What's in a name

Sat, Aug 11, 2012, 01:00

   

Name changes can be tricky but the Seapoint Fish and Grill has pulled it off and the food is great, writes CATHERINE CLEARY

SOMEONE DIDN’T GET the memo. “Hello, Seapoint Restaurant,” they answer when I ring to book a table, even though it’s now called something different. Name changes are tricky, especially when your restaurant is in the same building run by the same people. It’s the Dún Laoghaire as Kingstown, Snickers as Marathon, June, July and August as summer syndrome. But Seapoint Restaurant is now Seapoint Fish and Grill. A simple tweak. Even they don’t seem to be making a big thing of it.
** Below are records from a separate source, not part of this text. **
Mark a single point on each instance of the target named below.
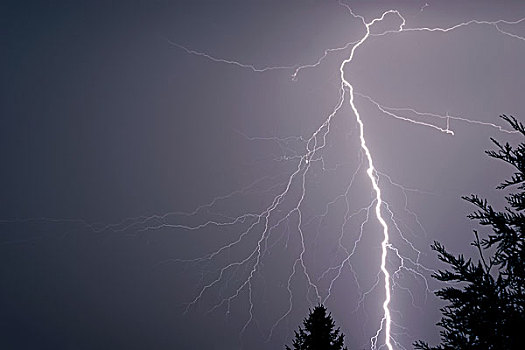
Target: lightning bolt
(304, 153)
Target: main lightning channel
(372, 174)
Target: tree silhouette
(486, 311)
(318, 332)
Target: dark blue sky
(110, 132)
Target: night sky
(172, 175)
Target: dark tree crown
(488, 312)
(318, 332)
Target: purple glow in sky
(199, 174)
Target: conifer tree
(486, 310)
(318, 332)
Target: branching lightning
(258, 228)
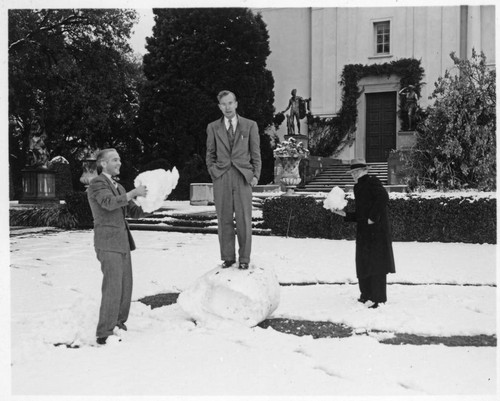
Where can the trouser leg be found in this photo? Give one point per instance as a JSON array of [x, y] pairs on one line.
[[127, 282], [224, 206], [365, 288], [242, 194], [378, 285], [112, 284]]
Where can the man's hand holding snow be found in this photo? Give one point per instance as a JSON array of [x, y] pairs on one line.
[[155, 186], [335, 201]]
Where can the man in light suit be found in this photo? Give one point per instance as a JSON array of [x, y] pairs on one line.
[[234, 163], [110, 203]]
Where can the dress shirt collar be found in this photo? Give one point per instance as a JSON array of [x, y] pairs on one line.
[[234, 121], [111, 179]]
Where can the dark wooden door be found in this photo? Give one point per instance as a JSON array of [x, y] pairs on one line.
[[380, 125]]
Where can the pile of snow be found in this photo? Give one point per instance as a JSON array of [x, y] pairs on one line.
[[159, 184], [243, 296], [335, 199]]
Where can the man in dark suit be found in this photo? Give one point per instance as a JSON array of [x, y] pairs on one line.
[[110, 203], [374, 255], [234, 163]]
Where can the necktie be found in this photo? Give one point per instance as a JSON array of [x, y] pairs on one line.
[[230, 132]]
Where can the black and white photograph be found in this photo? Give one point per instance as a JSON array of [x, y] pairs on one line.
[[249, 200]]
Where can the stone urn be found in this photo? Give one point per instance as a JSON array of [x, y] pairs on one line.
[[290, 176]]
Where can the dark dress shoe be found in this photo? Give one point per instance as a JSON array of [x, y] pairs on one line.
[[101, 340], [228, 263], [122, 326]]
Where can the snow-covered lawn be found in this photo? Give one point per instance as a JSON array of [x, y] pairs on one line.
[[55, 284]]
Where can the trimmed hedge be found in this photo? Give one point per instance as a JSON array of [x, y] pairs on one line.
[[412, 217], [75, 213]]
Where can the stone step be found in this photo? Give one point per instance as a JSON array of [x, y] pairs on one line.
[[338, 176]]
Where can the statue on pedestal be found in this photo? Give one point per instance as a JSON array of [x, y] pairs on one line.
[[411, 99], [38, 154], [298, 109]]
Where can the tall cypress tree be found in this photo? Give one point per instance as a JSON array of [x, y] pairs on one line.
[[193, 54]]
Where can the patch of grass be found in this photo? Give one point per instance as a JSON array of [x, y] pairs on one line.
[[321, 329], [308, 328]]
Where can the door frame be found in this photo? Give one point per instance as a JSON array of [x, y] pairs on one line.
[[373, 84]]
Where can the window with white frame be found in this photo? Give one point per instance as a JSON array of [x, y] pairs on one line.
[[382, 37]]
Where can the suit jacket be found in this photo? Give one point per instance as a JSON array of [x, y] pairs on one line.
[[244, 155], [109, 207]]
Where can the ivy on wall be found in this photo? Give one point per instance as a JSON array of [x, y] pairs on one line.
[[329, 136]]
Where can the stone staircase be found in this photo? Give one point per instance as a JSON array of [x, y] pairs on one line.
[[337, 175]]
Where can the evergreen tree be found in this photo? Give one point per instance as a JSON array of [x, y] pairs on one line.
[[193, 55], [75, 68], [456, 143]]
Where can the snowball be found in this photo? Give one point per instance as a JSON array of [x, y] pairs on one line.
[[243, 296], [335, 199], [159, 184]]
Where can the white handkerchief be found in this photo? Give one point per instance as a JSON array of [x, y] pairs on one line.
[[159, 183]]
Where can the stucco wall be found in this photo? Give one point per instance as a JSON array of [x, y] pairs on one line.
[[311, 46]]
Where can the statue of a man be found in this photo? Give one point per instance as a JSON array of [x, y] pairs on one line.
[[411, 99], [38, 155], [297, 106]]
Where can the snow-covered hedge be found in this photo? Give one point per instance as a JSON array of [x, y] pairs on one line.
[[424, 217]]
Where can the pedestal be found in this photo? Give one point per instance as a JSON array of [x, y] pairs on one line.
[[39, 186], [299, 138], [406, 140]]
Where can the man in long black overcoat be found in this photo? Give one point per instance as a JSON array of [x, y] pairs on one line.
[[374, 255]]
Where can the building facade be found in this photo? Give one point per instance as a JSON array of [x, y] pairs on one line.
[[311, 46]]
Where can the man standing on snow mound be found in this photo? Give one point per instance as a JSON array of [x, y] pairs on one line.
[[110, 203], [234, 163], [374, 256]]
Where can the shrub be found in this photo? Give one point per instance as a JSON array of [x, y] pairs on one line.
[[75, 213], [43, 216], [412, 217], [456, 144]]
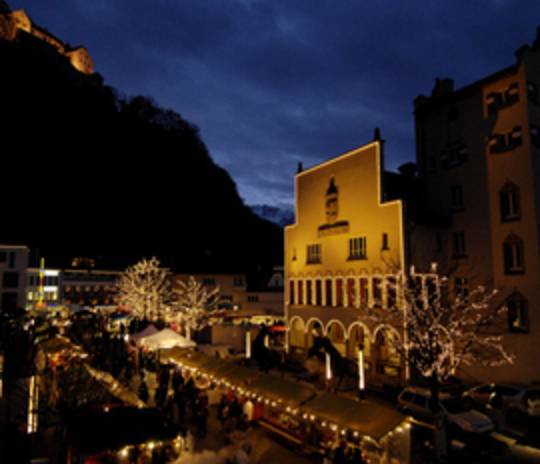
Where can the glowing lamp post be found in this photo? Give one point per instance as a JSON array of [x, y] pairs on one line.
[[248, 344], [328, 369], [361, 374]]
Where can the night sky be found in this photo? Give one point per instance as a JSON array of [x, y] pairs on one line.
[[270, 83]]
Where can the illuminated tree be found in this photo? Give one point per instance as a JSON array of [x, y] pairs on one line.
[[144, 289], [194, 304], [443, 333]]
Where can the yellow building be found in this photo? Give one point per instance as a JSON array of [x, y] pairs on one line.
[[342, 256], [16, 22], [478, 152]]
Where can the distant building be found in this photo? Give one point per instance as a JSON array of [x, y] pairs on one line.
[[89, 287], [13, 269], [43, 287], [478, 155], [255, 293], [15, 23]]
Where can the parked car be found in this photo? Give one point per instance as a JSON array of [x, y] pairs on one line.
[[522, 398], [458, 411]]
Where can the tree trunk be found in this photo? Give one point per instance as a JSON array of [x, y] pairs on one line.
[[438, 416]]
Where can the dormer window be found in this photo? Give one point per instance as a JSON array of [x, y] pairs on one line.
[[510, 205], [513, 255], [502, 98]]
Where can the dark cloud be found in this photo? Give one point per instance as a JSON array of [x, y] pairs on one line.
[[271, 83]]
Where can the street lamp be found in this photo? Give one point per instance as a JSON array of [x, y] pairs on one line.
[[361, 374], [248, 344]]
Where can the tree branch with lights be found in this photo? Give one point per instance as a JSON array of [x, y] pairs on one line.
[[144, 289], [194, 304]]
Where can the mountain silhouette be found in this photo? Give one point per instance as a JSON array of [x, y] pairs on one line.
[[86, 172]]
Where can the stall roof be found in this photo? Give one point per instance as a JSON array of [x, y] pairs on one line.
[[278, 388], [215, 366], [366, 417]]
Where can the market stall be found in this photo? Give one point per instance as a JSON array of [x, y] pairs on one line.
[[166, 339], [381, 432]]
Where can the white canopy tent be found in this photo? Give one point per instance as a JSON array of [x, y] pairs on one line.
[[166, 339], [148, 332]]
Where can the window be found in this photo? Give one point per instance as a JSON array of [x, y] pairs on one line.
[[391, 292], [377, 291], [502, 99], [339, 292], [309, 291], [454, 155], [358, 248], [518, 318], [532, 92], [461, 288], [509, 199], [535, 136], [438, 242], [513, 255], [351, 292], [511, 94], [385, 242], [329, 288], [314, 254], [456, 198], [363, 291], [318, 292], [493, 102], [459, 248], [499, 143], [10, 280]]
Growing up in the beach county that is Wicklow, I was always a little snooty about Dublin beaches, feeling that they were just not beachy enough – until I discovered Seapoint. There, you have the joys of a sand-free swim, bobbing in Dublin Bay with a view of the Aviva Stadium from the water. You need to get over the mortification of inching in as icy fingers of water creep under your wetsuit while a daily swimmer twice your age wades into the waves in togs and a flower-dotted swim hat. But that’s Seapoint, a place where bronzed locals lounge like lizards on the warm honey-coloured stones and swim come rain, hail or shine.
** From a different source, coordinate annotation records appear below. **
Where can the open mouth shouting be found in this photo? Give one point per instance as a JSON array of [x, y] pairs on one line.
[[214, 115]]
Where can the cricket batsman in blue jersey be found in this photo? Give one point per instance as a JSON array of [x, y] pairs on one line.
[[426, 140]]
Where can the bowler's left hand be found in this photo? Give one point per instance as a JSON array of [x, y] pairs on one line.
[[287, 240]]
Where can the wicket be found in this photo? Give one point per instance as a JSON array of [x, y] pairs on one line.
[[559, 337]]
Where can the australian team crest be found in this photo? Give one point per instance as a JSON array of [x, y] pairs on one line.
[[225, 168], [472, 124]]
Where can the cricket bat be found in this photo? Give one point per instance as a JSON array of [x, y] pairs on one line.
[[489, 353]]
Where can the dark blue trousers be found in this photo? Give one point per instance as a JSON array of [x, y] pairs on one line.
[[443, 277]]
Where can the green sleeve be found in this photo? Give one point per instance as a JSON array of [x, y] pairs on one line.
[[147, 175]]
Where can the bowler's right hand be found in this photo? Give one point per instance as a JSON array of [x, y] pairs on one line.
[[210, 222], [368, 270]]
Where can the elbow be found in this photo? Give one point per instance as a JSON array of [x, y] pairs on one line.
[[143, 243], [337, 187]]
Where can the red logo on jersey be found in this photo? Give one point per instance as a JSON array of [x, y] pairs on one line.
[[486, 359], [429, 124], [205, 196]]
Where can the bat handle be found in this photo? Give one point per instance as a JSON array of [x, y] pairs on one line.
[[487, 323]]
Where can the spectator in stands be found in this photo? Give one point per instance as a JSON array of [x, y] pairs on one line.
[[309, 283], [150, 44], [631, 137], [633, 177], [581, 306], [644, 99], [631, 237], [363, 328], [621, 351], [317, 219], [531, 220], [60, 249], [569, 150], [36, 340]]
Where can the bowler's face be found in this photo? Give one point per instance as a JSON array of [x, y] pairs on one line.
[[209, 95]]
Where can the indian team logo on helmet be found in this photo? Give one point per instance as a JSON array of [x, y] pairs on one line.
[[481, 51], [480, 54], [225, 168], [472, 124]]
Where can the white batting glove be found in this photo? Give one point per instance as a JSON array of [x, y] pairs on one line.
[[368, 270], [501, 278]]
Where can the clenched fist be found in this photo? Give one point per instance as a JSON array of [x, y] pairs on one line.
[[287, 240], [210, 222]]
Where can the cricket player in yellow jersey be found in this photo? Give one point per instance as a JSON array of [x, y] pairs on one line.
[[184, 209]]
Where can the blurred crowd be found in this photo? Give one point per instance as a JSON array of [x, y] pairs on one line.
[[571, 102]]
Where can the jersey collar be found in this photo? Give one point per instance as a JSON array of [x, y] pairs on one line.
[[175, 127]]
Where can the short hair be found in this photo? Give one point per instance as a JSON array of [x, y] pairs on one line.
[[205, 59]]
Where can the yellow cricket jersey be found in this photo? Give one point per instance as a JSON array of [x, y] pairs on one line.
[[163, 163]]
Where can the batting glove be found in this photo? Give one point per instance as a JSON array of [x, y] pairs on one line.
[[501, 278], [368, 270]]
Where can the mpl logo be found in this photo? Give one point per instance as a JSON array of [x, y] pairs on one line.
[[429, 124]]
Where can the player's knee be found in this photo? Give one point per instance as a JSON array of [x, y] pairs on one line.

Seapoint Fish and Grill doesn’t have a view of the bay, although it is decorated with evocative paintings of bathers in the nearby choppy waves. The restaurant is on Monkstown Crescent, in one of a line of stone mews running opposite the church.

I’ve only been able to get a late table on a busy Friday night and the place is thronged and noisy, so loud in fact that it’s not until the place empties out that we can hear the piped music they’ve been playing all evening. You walk in past a large, comfortable outdoor eating courtyard under a huge black canopy. Inside, the look is modern – wooden floor, tobacco brown panelling and orange banquette seating.

The new name may sound like a casual surf-and-turf place but the food holds on to the “restaurant” feeling just as doggedly as the staff do to the name. And that turns out to be no bad thing. I’m going all-fish with a mackerel smokies starter (€7.50). It’s a small pot of robustly flavoured chunks of fish, punchy as mackerel can be, with finely chopped bites of fennel and tomato to cut the creaminess of the sauce. It’s topped with a toasty “Coolattin crust”, which is a great use of this Wicklow cheddar and comes with a good salad and thin, toasted sourdough bread so the concoction can be spread like paté. It’s always a treat to find mackerel on an Irish menu and here, this cheap, plentiful and tasty staple fish is used excellently.

The “blackboard specials” are shown on a retro pinboard set into a large mirror in the centre of the restaurant. Carol’s bruschetta of crab claws is a wonderful, finger-licking plate of fresh crab claws with more fennel and tomato and served with micro-cress (€12.50).